The EIS union said it remained open to dialogue with employers over the summer. But it indicated that if substantial movement towards a settlement was not achieved by early in the new school year, a ballot for industrial action would be the inevitable result.
Councils have, however, called for “a large dose of realism” from the teacher trade unions, arguing that they have offered “a generous two-year deal” of 2.5 per cent backdated to 1 April, which they say is a good offer during a period of austerity.

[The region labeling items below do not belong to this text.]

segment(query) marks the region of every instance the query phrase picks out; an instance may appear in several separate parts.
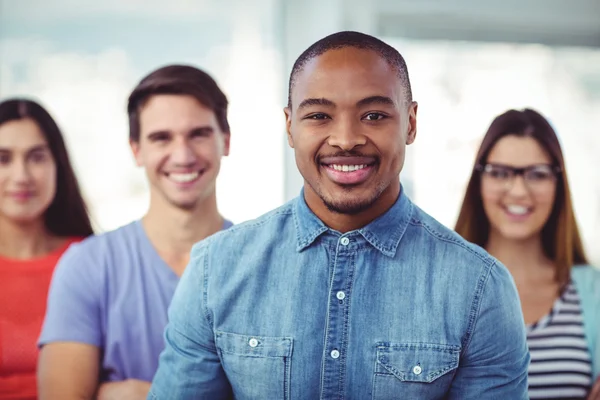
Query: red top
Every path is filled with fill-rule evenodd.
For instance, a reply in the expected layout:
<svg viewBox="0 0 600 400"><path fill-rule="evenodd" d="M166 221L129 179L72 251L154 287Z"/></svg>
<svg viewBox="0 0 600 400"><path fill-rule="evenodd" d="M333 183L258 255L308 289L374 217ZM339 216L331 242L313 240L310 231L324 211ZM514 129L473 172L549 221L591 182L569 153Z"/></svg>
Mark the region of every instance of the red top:
<svg viewBox="0 0 600 400"><path fill-rule="evenodd" d="M37 398L37 340L56 263L79 238L39 258L0 256L0 400Z"/></svg>

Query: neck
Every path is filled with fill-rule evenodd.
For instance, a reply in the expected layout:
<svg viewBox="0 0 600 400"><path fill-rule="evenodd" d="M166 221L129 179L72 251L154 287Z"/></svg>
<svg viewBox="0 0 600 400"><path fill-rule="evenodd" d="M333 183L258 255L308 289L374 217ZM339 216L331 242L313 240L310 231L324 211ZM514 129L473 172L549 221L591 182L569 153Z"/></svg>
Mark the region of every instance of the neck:
<svg viewBox="0 0 600 400"><path fill-rule="evenodd" d="M356 214L341 214L327 208L310 185L304 185L304 199L313 213L329 228L346 233L360 229L385 214L398 200L400 181L391 184L368 209Z"/></svg>
<svg viewBox="0 0 600 400"><path fill-rule="evenodd" d="M223 227L216 196L209 196L191 210L153 200L142 225L158 254L176 273L182 273L192 246Z"/></svg>
<svg viewBox="0 0 600 400"><path fill-rule="evenodd" d="M14 259L41 257L54 250L56 244L41 218L28 223L0 218L0 238L0 254Z"/></svg>
<svg viewBox="0 0 600 400"><path fill-rule="evenodd" d="M554 267L542 250L539 235L525 240L512 240L492 231L486 250L508 268L517 284L554 280Z"/></svg>

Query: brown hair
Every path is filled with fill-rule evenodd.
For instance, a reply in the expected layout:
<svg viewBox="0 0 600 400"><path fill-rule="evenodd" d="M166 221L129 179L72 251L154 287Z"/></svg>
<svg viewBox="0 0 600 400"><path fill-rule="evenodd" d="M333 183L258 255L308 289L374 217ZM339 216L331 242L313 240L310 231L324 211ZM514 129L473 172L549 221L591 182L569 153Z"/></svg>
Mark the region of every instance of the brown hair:
<svg viewBox="0 0 600 400"><path fill-rule="evenodd" d="M87 207L58 125L32 100L8 99L0 103L0 125L21 119L31 119L40 127L56 163L56 195L44 213L46 228L56 236L92 235Z"/></svg>
<svg viewBox="0 0 600 400"><path fill-rule="evenodd" d="M227 121L227 97L215 80L206 72L195 67L167 65L143 78L129 96L127 104L129 140L133 142L140 140L140 109L150 97L158 94L180 94L194 97L215 113L221 131L230 133Z"/></svg>
<svg viewBox="0 0 600 400"><path fill-rule="evenodd" d="M455 230L463 238L479 246L487 244L490 222L483 210L481 179L476 168L486 162L494 145L507 135L535 139L559 169L554 206L542 228L542 246L546 256L556 266L555 279L562 287L568 282L573 265L588 262L573 212L560 143L550 123L538 112L531 109L509 110L494 119L479 147Z"/></svg>

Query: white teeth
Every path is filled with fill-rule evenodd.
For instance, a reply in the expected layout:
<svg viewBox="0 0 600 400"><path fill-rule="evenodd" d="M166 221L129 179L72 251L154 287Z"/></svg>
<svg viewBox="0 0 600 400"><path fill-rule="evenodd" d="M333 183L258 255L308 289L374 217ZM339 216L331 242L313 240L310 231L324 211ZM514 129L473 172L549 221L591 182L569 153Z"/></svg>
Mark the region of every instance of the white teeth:
<svg viewBox="0 0 600 400"><path fill-rule="evenodd" d="M515 214L515 215L525 215L525 214L527 214L527 212L529 212L529 208L523 207L523 206L517 206L517 205L506 206L506 209L508 210L509 213Z"/></svg>
<svg viewBox="0 0 600 400"><path fill-rule="evenodd" d="M188 174L169 174L169 179L178 183L187 183L196 179L199 175L199 172L190 172Z"/></svg>
<svg viewBox="0 0 600 400"><path fill-rule="evenodd" d="M360 165L340 165L340 164L331 164L330 167L335 169L336 171L342 171L342 172L352 172L352 171L358 171L359 169L363 169L367 166L367 164L360 164Z"/></svg>

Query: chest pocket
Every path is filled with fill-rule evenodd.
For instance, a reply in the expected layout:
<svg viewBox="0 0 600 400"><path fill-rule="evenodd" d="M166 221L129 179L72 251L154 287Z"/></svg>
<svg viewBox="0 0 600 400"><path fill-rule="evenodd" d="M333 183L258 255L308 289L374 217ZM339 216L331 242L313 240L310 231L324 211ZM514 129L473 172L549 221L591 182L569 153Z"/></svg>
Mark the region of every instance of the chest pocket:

Commenting after today’s Scottish Negotiating Committee for Teachers (SNCT) meeting, EIS general secretary Larry Flanagan said: “We have rejected the offer that was placed on the table by the employers’ side which fails to address our major concerns on excessive teacher workload, safeguarding teacher numbers and restoring short-term supply teachers’ pay and conditions while also falling short on a fair pay settlement for all teachers.”
Speaking on behalf of the local authorities' umbrella body Cosla, strategic HR spokesperson Billy Hendry said: “Councils are being more than fair to teachers and it would be difficult for local authorities – but also for the wider public sector workforce – to understand a move to industrial action.
"I would urge the teaching unions to recognise the reality of where we are at this time in the finances of local government and to act with responsibility and accept the offer.”